How To Fight Inflation With Your Credit Card
No matter your financial situation, inflation can affect your budget. Higher earners may have to slow down their savings or debt elimination goals to adapt to price increases. And households with lower incomes may struggle to cover the basic necessities for themselves and their families.
Because inflation has the potential to disrupt your financial goals, it’s important to find ways to combat those rising costs. You might not think of credit cards as having the potential to fight inflation. Yet when you’re strategic about how you use credit cards, those little pieces of plastic could offer significant financial benefits.
One way a credit card could help offset the impacts of inflation happens when you take advantage of introductory offers. If you have good credit or excellent credit (ie, a FICO® Score of 670 or higher), you might be able to qualify for 0% APR credit card offers.
- 0% APR on New Purchases: Certain credit cards may offer a 0% introductory APR period for new credit card holders. Such offers give you the ability to carry a balance on your credit card on a short-term basis (often 12 to 18 months) without paying interest charges.
If you need to break the cost of a large unexpected expense down over time, a 0% credit card offer might be worth considering. Others might try this approach to cover expenses until a large influx of cash occurs (like a bonus or tax return) or they can line up a side gig to earn extra income.
Note that in either scenario, it’s critical to pay off your credit card balance before the introductory period ends. Otherwise, pricey credit card interest fees can kick in, and the average credit card APR is high compared with other financing options.
Revolving an outstanding credit card balance from month to month can also increase your credit utilization rate. And when your credit card utilization rate goes up, it could be bad for your credit score.
- 0% APR on Balance Transfers: If you’re struggling with the financial impacts of inflation, paying down debt might not be at the top of your priority list. But if you can find a way to lower your credit card balances, you may be able to free up some cash to use in better ways. Eliminating or lowering debt payments could provide some much-needed financial breathing room.
A 0% APR balance transfer offer is one possible solution that could speed up your debt payoff journey. If you can use a balance transfer to lower the APR you’re paying on a temporary basis, you may be able to save money and get out of debt faster. Just remember that it’s critical to avoid running up new debt after you pay down your credit card balances with a balance transfer.
Rewards and Cash Back
Another way you can use credit cards to offset inflation costs is by making good use of rewards and cash back opportunities. When you use these financial tools wisely, rewards credit cards could give you the chance to earn points, miles or cash back on your everyday spending.
The key to making the most of credit card rewards is to avoid going into debt. It’s important to pay off your full statement balance each month to avoid paying expensive interest fees (and potentially damaging your credit score with high credit card utilization ratios).
If you can earn credit card rewards or cash back while still avoiding debt, there are many ways to use those extra benefits to your advantage. Cash rewards, of course, are the most flexible. But you can redeem points and miles for nearly free travel (and more), and perhaps learn ways to maximize your credit card rewards for more value as well.
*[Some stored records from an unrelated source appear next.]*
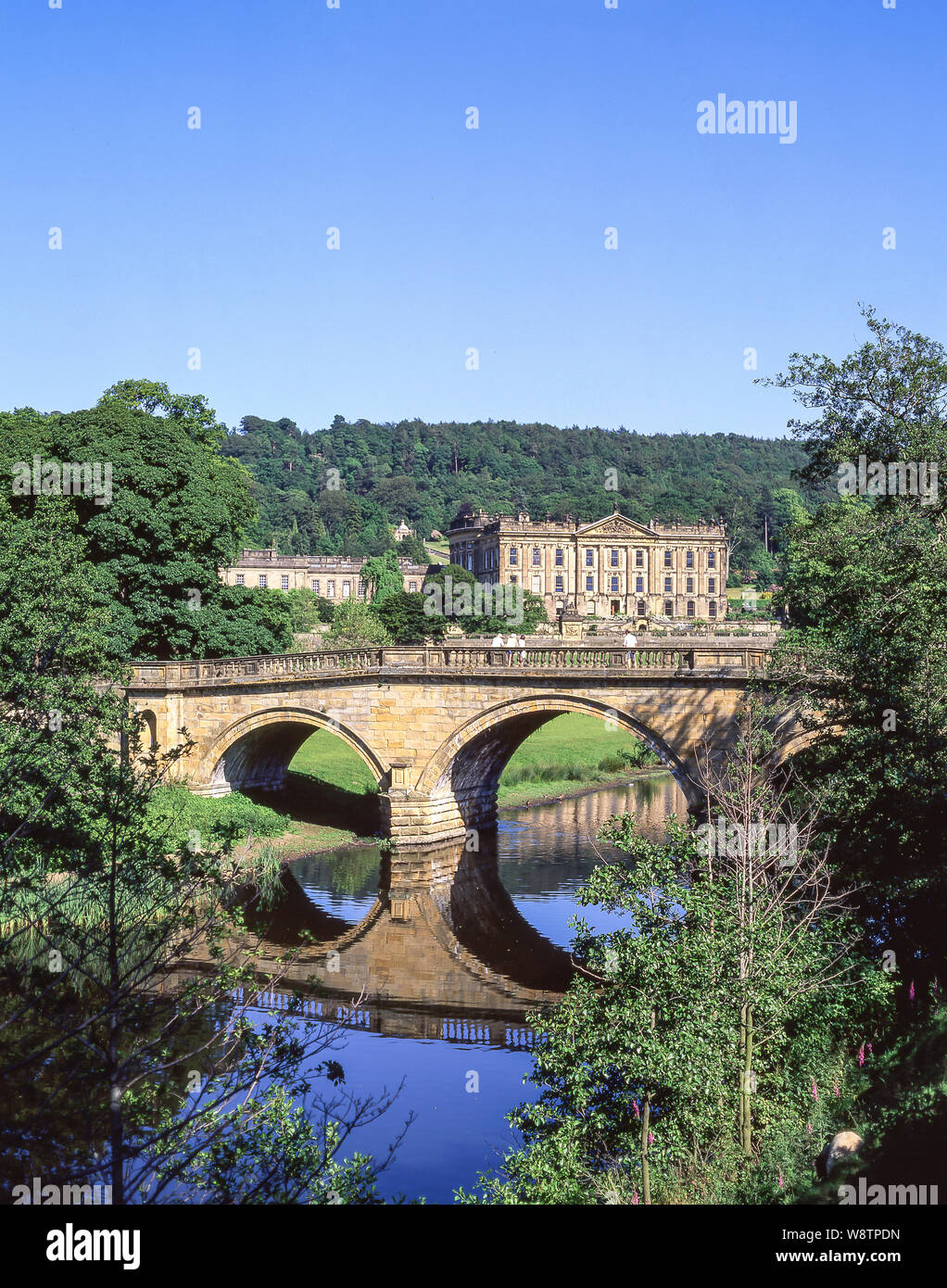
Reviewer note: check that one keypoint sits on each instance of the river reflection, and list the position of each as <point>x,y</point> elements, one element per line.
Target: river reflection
<point>448,951</point>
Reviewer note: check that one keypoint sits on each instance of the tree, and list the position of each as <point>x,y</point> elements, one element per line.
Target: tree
<point>686,1063</point>
<point>355,626</point>
<point>168,515</point>
<point>307,608</point>
<point>382,577</point>
<point>406,620</point>
<point>118,1063</point>
<point>865,663</point>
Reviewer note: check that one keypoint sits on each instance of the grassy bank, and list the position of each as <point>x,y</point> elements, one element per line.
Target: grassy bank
<point>181,816</point>
<point>570,753</point>
<point>329,786</point>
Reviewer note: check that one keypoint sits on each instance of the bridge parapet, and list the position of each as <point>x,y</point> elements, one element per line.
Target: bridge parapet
<point>451,658</point>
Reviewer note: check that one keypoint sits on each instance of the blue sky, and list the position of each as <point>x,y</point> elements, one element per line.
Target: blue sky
<point>454,238</point>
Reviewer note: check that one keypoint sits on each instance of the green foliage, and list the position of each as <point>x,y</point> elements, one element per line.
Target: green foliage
<point>406,621</point>
<point>307,608</point>
<point>382,577</point>
<point>424,473</point>
<point>355,625</point>
<point>456,593</point>
<point>177,512</point>
<point>175,814</point>
<point>867,653</point>
<point>642,1064</point>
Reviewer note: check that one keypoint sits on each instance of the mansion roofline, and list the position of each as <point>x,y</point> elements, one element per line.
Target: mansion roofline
<point>522,524</point>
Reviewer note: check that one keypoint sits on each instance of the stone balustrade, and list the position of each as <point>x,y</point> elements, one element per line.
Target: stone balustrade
<point>706,657</point>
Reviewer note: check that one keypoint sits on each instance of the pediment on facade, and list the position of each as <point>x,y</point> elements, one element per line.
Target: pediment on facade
<point>613,525</point>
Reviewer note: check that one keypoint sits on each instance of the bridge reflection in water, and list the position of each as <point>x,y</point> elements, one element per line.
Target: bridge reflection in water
<point>448,944</point>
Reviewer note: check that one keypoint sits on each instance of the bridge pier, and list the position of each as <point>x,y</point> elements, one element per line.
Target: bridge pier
<point>418,818</point>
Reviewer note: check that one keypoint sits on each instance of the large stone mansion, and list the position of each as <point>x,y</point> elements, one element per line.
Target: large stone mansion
<point>332,576</point>
<point>606,568</point>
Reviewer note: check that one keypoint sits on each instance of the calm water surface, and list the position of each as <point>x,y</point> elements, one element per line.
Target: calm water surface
<point>449,951</point>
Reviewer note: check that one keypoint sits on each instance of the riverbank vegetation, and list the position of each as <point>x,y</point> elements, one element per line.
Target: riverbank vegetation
<point>758,1001</point>
<point>568,753</point>
<point>133,1051</point>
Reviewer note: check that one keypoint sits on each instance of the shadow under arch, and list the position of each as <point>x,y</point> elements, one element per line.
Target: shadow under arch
<point>802,740</point>
<point>256,750</point>
<point>468,764</point>
<point>444,931</point>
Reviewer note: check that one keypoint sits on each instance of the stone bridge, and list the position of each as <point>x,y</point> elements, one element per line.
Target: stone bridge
<point>436,724</point>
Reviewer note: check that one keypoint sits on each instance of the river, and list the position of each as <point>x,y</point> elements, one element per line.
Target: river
<point>448,951</point>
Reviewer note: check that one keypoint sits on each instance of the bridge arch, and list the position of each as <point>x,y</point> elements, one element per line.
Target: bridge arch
<point>257,750</point>
<point>467,766</point>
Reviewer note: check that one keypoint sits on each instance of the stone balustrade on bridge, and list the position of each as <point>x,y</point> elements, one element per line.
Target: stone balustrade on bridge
<point>436,724</point>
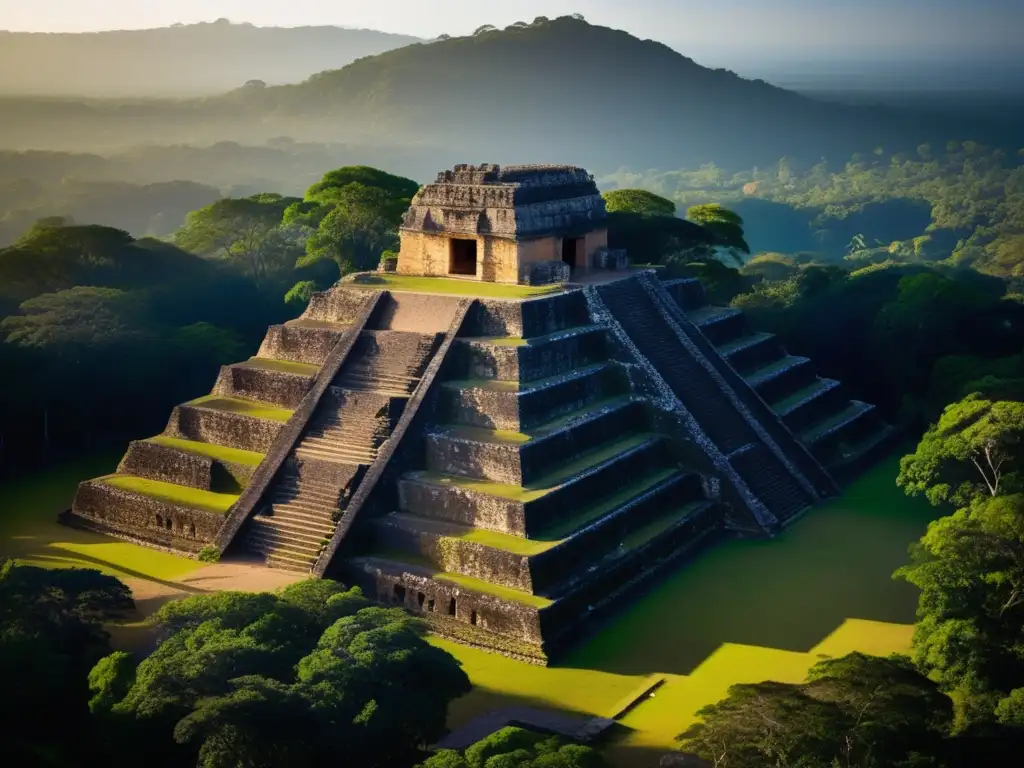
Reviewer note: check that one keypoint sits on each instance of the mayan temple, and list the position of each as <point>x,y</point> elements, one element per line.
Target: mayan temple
<point>508,468</point>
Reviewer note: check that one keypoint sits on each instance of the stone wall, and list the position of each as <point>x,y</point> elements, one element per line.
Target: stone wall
<point>222,428</point>
<point>146,518</point>
<point>158,462</point>
<point>298,343</point>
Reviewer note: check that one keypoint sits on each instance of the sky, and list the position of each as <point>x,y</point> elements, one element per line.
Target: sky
<point>723,29</point>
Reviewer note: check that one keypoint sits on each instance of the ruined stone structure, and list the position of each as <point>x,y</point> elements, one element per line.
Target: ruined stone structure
<point>509,469</point>
<point>530,224</point>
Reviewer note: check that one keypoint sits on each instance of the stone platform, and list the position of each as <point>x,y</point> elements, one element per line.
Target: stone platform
<point>511,470</point>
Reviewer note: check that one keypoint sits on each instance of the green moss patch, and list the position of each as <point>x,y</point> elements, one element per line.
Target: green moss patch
<point>492,385</point>
<point>181,496</point>
<point>545,484</point>
<point>284,367</point>
<point>655,527</point>
<point>468,583</point>
<point>309,323</point>
<point>245,408</point>
<point>569,525</point>
<point>532,341</point>
<point>218,453</point>
<point>452,287</point>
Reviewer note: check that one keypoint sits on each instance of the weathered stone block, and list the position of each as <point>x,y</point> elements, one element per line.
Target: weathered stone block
<point>544,272</point>
<point>462,453</point>
<point>339,304</point>
<point>425,496</point>
<point>263,384</point>
<point>169,464</point>
<point>549,355</point>
<point>527,318</point>
<point>500,408</point>
<point>222,428</point>
<point>299,343</point>
<point>611,258</point>
<point>143,517</point>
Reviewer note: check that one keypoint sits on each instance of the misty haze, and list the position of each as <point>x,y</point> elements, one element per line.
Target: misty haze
<point>547,385</point>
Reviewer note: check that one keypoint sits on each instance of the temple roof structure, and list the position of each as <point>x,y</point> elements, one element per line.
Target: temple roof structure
<point>515,202</point>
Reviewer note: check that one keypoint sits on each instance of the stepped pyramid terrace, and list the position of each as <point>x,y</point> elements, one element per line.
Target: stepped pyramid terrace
<point>509,468</point>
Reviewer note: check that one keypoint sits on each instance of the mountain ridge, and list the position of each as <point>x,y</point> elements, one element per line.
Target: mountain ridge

Depending on the credit cards you open, those accounts may come with other money saving benefits as well. Premium rewards credit cards may feature travel credits, free airport lounge access, hotel credits and credits for Uber, digital entertainment memberships, etc.
Both Chase and American Express card holders may be able to save money by activating discount offers with specific merchants. Plus, there are generous credit card bonuses for new cardholders that could be worth hundreds of dollars or more.
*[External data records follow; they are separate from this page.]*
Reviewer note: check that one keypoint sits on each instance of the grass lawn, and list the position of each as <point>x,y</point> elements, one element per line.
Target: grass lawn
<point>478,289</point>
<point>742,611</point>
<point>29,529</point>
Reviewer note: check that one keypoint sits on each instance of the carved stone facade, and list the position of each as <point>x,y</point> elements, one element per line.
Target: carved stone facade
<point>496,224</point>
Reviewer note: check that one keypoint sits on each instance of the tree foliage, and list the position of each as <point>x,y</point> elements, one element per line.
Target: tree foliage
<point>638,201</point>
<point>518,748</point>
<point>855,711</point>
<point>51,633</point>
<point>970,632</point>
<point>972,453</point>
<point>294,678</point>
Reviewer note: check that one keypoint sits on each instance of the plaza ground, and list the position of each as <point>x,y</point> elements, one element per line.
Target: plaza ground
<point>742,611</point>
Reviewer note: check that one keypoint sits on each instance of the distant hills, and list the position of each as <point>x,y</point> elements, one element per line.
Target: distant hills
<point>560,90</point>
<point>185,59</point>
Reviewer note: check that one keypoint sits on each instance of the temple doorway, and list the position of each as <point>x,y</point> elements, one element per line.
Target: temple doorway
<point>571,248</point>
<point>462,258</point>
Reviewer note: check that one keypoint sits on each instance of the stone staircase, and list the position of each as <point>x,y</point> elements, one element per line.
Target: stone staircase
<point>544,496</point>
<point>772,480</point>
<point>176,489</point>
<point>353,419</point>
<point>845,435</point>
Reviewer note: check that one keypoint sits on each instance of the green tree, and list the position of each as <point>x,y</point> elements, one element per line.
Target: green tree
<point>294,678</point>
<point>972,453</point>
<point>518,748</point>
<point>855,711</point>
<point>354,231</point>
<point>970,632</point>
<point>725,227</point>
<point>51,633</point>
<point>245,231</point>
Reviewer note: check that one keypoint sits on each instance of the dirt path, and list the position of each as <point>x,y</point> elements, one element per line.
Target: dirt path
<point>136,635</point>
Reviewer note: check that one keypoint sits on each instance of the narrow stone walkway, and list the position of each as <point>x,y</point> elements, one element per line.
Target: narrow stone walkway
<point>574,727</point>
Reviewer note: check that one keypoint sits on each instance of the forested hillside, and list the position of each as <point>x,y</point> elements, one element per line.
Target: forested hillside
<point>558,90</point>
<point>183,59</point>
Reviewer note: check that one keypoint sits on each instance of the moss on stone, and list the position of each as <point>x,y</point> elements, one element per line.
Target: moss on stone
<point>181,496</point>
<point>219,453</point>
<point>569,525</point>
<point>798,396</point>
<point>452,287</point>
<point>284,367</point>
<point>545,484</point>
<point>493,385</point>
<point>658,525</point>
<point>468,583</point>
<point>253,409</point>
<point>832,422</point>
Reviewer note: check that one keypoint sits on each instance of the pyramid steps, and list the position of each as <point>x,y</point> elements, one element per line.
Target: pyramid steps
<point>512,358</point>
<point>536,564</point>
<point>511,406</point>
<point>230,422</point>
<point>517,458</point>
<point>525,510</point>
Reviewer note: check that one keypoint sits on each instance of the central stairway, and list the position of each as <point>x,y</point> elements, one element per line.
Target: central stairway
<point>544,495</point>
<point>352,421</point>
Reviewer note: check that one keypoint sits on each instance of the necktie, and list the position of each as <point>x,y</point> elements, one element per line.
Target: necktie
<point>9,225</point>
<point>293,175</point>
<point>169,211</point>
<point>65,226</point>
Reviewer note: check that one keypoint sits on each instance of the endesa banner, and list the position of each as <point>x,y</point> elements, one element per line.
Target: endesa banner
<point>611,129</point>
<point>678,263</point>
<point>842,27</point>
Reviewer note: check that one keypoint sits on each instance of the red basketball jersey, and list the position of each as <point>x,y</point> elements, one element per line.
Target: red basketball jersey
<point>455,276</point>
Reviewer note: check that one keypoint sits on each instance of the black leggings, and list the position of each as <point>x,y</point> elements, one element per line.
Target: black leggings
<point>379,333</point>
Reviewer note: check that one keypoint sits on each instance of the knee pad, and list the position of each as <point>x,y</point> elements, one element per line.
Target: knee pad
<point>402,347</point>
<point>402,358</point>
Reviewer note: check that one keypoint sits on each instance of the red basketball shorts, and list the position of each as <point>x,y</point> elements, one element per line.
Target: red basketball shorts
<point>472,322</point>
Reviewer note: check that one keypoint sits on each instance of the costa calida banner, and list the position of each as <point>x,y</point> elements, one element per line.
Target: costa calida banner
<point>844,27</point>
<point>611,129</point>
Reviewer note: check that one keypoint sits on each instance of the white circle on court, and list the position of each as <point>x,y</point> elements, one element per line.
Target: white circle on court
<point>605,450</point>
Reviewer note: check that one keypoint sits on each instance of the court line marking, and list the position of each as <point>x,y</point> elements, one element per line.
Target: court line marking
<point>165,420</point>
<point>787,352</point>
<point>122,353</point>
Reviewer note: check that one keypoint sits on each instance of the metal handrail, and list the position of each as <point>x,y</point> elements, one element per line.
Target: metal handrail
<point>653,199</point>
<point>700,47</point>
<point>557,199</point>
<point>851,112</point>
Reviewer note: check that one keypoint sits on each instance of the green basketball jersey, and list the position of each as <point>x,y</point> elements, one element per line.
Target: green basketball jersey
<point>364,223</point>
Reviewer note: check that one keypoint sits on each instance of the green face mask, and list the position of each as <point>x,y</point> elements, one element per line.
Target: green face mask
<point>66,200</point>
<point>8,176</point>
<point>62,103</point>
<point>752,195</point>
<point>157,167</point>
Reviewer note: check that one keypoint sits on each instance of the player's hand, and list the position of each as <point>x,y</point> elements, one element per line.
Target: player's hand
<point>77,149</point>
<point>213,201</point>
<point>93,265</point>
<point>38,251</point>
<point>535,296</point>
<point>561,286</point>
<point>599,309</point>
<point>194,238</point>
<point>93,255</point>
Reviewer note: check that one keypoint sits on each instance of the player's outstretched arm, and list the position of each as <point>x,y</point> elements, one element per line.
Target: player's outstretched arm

Credit Card Debt Balloons As Inflation Takes Hold
Credit cards can be a powerful financial tool that offer many benefits. But the downside with this financing method is that, if you’re not careful, you could wind up with expensive debt that’s difficult to pay off in the future.
As inflation numbers soar upwards in the US, many consumers are relying more on their credit cards to get by than in the past. In March 2022, the Federal Reserve reported that credit card debt rose to around $ 840 billion— $ 71 billion higher than the end of Q1 2021.
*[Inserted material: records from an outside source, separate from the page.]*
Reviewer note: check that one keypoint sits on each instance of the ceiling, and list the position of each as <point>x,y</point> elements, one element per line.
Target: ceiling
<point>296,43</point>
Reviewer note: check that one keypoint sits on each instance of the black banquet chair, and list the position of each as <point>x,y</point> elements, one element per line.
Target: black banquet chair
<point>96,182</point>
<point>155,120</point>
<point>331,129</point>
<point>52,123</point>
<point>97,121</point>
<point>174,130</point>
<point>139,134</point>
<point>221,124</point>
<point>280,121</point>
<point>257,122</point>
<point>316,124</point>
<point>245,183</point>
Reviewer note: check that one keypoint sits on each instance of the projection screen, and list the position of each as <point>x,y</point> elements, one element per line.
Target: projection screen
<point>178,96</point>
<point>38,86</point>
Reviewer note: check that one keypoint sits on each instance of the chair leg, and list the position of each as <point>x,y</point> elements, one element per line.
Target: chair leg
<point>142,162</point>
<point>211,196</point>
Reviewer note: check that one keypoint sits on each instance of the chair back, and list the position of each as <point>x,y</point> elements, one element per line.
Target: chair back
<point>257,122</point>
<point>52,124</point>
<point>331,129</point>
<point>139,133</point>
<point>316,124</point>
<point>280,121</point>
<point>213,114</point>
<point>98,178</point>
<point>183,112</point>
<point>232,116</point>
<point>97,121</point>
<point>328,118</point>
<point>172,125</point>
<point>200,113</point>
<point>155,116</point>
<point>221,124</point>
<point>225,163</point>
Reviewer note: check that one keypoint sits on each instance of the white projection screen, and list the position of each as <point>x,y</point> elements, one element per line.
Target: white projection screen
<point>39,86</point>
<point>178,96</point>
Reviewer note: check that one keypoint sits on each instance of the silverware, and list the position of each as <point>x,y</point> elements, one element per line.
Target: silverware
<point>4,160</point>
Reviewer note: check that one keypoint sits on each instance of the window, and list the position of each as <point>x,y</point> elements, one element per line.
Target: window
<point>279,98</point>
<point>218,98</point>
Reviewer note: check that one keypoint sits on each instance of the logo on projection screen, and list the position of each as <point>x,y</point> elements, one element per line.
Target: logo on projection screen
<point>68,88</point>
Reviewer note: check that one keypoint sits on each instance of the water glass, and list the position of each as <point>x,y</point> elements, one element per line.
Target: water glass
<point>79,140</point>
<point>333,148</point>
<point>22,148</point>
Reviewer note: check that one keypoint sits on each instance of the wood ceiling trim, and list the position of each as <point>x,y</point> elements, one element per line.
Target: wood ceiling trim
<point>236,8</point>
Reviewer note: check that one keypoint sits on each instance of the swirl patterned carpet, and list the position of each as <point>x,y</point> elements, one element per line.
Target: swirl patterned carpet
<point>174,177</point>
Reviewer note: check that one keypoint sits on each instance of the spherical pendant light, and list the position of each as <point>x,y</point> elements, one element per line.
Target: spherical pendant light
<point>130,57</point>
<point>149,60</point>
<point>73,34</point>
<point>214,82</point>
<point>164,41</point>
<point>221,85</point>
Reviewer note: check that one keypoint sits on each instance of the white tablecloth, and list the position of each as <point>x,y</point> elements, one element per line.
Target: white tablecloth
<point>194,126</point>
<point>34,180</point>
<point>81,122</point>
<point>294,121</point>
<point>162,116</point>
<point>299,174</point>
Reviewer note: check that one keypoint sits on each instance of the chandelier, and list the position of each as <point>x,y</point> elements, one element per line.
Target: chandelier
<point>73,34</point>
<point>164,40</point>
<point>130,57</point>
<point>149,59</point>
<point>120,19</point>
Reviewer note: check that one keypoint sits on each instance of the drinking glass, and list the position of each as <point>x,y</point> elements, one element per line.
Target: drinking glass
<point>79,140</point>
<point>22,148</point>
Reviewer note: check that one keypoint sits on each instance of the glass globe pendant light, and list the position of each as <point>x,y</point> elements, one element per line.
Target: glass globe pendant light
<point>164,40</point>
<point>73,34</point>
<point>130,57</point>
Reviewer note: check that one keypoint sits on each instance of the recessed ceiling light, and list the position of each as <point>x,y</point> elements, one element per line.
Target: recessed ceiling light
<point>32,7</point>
A new survey for Forbes Advisor also found that inflation has the majority of household budgets under strain. And to cope with the widespread rising costs, 40% of respondents with credit cards rely on those accounts more than they did in the past.
Is inflation good for credit card holders?
Inflation can have a negative financial impact on credit card holders in several ways.
First, rising costs can make it more challenging to stay on budget. Many consumers turn to credit cards when their earnings don’t go as far as they did in the past. And when card holders charge more than they can afford to pay off in a given billing period, credit card debt follows.
Credit card debt itself can become more expensive due to inflation. When the Federal Reserve raises interest rates, lenders typically follow suit. So if you owe outstanding debt on a revolving account like a credit card, you might see an APR hike in the future (if it hasn’t happened already).
When credit card APRs increase, you might experience negative side effects such as:
- Longer time frames for paying off debt
- Higher minimum payments
- Unaffordable payments
Yet, again, if you can pay off your credit card balances in full each month, none of these issues will apply to you. Rising credit card interest rates are only a problem if you carry a balance on your account.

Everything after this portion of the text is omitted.